STORY: India grounded all six of the Boeing 787 Dreamliner aircraft operated by state-owned carrier Air India on Thursday (January 17) after the same decision was made by the U.S. Federal Aviation Administration (FAA).
India joined Japan, Europe and the United States in grounding Boeing Co’s 787, a day after a second incident involving battery failure caused one of the Dreamliner passenger jets to make an emergency landing.
The U.S. Federal Aviation Administration (FAA) said on Wednesday it would temporarily ground Boeing’s newest commercial airliner and insisted airlines would have to demonstrate the lithium ion batteries were safe before they could resume flying. It gave no details on when that might happen.
Following on the footsteps of the FAA, India’s Aviation Minister, Ajit Singh directed the country’s aviation watchdog the Directorate General of Civil Aviation (DGCA) to ground all the Dreamliners.
“What FAA has said is they have issued an advisory worldwide to ground all 787’s until they can prove batteries are safe. So basically what they are saying is that they will check all the systems on all planes because of this battery and I have directed the DGCA to ground all the Dreamliners here also,” Singh told reporters in New Delhi.
The aviation minister also said that Boeing would need to get clearance from the FAA and the DGCA before hitting the runway again.
“Boeing has to come up with a plan for FAA to test all their electrical systems and batteries and so when that plan comes up we will also test them. But basically first FAA has to approve that they are safe to fly,” Singh added.
It is the first such action against a U.S.-made passenger plane since the McDonnell Douglas DC-10 was grounded in 1979 after a deadly crash in Chicago, analysts said.
An aviation expert in India, Harshvardhan, said that the decision to ground the 787 was a precautionary one.
“I think it’s more of a precautionary step and Boeing has to address these issues so India is only following what others have done because Air India has not faced any of these issues. So, I would rather believe that it’s more of an abundant precautionary step, which FAA and DGCA India have taken and Boeing has to address these issues,” said Harshvardhan.
The 787, which has a list price of $207 million, represents a leap in the way planes are designed and built, but the project has been plagued by cost overruns and years of delays. Some have suggested Boeing’s rush to get planes built after those delays resulted in the recent problems, a charge the company denies.
The use of new battery technology is among the cost-saving features of the 787, which Boeing says burns 20 percent less fuel than rival jetliners using older technology.
Former director of the DGCA, Kanu Gohain said that grounding was the first step to tackle any repeated safety problems in an airline.
“This is the usual practice. Whenever aeroplanes are having repeated technical problems, impinging into safety, the reasons for such technical problems have to be first analysed, reviewed and degree of safety has to be introduced and then only normal operations can be resumed,” said Gohain in Guwahati city of northeastern Assam state.
In Asia, only the Japanese and Air India have the Dreamliner in service, but other airlines are among those globally to have ordered around 850 of the new aircraft.
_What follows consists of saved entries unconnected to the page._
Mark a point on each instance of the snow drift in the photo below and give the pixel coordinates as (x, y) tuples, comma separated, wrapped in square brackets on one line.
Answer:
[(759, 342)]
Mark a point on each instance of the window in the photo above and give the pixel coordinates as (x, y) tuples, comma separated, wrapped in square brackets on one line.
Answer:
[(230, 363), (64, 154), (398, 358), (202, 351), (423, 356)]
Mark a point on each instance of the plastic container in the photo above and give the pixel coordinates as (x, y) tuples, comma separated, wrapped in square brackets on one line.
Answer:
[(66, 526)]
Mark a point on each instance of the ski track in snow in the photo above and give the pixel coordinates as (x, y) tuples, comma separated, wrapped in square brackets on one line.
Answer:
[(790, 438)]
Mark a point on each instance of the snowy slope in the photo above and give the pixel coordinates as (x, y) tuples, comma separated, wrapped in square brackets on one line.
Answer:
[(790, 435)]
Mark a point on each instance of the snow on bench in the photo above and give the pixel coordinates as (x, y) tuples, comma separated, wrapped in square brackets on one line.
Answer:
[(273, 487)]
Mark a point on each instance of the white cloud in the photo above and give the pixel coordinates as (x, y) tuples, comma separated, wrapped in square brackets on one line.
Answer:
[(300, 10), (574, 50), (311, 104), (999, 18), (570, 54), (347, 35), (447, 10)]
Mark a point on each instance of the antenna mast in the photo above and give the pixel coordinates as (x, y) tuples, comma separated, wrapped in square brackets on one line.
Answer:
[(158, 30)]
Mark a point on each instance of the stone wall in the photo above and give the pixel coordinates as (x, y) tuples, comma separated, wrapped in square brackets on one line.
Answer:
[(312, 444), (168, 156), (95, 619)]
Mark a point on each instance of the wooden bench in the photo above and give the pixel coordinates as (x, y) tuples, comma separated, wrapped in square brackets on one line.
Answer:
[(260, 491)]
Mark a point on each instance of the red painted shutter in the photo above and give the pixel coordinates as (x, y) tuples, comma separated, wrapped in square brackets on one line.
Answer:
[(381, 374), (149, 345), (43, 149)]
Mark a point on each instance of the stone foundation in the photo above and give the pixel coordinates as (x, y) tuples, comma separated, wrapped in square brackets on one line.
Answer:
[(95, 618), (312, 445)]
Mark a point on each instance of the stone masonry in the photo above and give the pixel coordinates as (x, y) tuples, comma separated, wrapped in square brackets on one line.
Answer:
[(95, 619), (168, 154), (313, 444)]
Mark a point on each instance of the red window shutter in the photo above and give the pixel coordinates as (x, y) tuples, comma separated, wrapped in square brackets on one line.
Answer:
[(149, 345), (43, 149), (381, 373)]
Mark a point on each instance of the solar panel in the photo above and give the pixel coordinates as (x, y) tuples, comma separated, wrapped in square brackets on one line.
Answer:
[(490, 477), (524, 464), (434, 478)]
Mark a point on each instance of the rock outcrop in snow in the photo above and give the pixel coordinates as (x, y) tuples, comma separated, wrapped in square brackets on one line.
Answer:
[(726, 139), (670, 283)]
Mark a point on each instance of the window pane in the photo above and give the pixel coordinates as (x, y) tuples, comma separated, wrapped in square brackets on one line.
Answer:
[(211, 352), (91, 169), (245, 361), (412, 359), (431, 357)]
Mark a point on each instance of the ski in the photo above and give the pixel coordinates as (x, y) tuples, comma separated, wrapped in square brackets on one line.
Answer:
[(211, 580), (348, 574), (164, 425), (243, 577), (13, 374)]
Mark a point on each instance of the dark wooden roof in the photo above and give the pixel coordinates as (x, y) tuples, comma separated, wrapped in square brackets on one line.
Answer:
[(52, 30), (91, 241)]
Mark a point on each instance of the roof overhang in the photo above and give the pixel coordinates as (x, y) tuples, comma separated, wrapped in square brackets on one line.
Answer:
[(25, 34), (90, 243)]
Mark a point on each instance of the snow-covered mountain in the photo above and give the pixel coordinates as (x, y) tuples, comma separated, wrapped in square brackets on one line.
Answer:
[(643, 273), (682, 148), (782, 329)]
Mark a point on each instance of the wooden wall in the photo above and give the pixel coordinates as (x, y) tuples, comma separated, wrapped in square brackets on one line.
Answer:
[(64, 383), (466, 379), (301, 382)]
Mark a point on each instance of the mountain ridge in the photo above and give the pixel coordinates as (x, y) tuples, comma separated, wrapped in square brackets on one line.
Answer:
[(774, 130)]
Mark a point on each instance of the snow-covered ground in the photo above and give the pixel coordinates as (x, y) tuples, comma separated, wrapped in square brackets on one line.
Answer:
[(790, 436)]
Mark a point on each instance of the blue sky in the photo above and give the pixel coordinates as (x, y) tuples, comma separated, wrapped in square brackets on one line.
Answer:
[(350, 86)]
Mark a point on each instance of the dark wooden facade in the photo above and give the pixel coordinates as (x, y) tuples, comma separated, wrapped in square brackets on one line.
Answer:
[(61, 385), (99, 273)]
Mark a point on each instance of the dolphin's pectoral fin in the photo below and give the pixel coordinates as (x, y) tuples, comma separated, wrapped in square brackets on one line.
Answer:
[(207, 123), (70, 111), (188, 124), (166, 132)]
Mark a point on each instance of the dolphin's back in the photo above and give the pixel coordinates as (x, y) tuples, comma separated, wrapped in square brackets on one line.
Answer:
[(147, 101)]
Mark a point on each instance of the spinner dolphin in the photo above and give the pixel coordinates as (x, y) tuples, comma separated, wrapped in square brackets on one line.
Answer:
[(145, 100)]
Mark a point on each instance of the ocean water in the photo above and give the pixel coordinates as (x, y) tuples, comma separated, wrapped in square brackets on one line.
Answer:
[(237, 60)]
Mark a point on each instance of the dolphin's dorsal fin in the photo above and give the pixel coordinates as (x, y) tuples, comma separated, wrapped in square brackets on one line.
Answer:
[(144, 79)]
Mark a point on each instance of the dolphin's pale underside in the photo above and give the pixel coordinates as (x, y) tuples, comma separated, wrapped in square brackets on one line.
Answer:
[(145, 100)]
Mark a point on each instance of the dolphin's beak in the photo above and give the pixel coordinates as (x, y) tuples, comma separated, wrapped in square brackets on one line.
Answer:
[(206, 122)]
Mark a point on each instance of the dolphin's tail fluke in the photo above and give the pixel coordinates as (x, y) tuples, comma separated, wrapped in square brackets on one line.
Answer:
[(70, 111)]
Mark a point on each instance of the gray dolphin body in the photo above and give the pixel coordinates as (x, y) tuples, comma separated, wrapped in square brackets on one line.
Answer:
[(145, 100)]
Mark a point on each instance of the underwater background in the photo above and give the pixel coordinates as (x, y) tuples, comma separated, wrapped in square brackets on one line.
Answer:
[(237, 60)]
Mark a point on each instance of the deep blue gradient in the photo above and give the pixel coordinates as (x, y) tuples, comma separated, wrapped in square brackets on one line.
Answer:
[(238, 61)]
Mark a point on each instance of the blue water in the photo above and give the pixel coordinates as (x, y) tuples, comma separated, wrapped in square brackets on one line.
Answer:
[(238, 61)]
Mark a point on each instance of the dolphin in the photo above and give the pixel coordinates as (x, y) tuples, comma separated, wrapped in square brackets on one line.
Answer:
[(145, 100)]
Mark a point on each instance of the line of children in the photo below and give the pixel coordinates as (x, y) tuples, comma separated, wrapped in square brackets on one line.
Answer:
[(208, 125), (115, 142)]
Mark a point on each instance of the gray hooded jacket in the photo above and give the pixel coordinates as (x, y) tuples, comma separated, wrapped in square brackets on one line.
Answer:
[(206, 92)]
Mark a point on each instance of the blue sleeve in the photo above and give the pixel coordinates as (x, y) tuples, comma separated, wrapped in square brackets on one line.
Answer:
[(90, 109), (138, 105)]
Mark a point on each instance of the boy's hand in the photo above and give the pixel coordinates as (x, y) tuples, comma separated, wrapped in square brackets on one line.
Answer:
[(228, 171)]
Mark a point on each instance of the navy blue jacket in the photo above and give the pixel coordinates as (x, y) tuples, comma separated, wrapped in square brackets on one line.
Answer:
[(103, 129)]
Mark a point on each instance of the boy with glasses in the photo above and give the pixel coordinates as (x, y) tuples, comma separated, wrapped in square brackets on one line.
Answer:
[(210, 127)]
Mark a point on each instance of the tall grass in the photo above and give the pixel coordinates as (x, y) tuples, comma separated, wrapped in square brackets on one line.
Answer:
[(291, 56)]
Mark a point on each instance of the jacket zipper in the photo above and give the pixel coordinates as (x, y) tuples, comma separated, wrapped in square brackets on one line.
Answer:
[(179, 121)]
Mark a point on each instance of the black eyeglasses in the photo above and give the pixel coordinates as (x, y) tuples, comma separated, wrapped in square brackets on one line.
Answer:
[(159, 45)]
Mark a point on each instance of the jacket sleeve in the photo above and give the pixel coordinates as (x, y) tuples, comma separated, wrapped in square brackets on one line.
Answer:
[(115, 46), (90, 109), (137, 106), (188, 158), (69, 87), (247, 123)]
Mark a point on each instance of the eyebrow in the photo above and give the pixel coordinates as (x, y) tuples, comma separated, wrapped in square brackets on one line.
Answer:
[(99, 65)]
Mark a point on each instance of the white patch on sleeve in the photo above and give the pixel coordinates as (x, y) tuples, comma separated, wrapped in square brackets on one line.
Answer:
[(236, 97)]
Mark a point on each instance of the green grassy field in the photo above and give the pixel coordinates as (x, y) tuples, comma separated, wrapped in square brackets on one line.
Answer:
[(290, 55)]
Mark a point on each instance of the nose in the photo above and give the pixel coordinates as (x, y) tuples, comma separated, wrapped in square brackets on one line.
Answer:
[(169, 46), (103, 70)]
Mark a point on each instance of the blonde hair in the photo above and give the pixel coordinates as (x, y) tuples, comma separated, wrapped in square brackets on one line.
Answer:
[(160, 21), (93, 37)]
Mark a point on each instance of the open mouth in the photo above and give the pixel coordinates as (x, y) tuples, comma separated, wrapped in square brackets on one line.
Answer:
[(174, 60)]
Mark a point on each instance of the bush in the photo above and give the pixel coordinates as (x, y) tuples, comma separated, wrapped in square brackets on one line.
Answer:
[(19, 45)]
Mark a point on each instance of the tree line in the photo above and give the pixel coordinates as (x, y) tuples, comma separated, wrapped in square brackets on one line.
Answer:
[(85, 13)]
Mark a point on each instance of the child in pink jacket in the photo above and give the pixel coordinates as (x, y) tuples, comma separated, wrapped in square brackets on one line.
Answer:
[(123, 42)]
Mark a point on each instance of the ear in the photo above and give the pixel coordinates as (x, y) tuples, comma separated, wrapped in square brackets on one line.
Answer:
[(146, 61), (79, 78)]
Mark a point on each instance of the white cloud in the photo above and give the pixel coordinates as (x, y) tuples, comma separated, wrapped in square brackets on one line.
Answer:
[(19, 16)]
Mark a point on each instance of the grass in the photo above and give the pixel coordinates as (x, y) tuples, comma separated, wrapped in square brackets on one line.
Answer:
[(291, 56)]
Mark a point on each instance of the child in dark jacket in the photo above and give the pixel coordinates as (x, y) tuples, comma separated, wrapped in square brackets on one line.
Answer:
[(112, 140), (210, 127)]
Chile-based LAN also grounded its three 787s in compliance with the FAA warning.
Barring a prolonged grounding or a severe and uncontained crisis, aircraft industry sources say there is no immediate threat of plane cancellations.
The Dreamliner’s problems could sharpen competition between Boeing and its European rival Airbus, which itself experienced a dip in sales for its A380 superjumbo following problems with wing cracks a year ago. The A380 crisis has since eased and most airlines report the aircraft are flying full.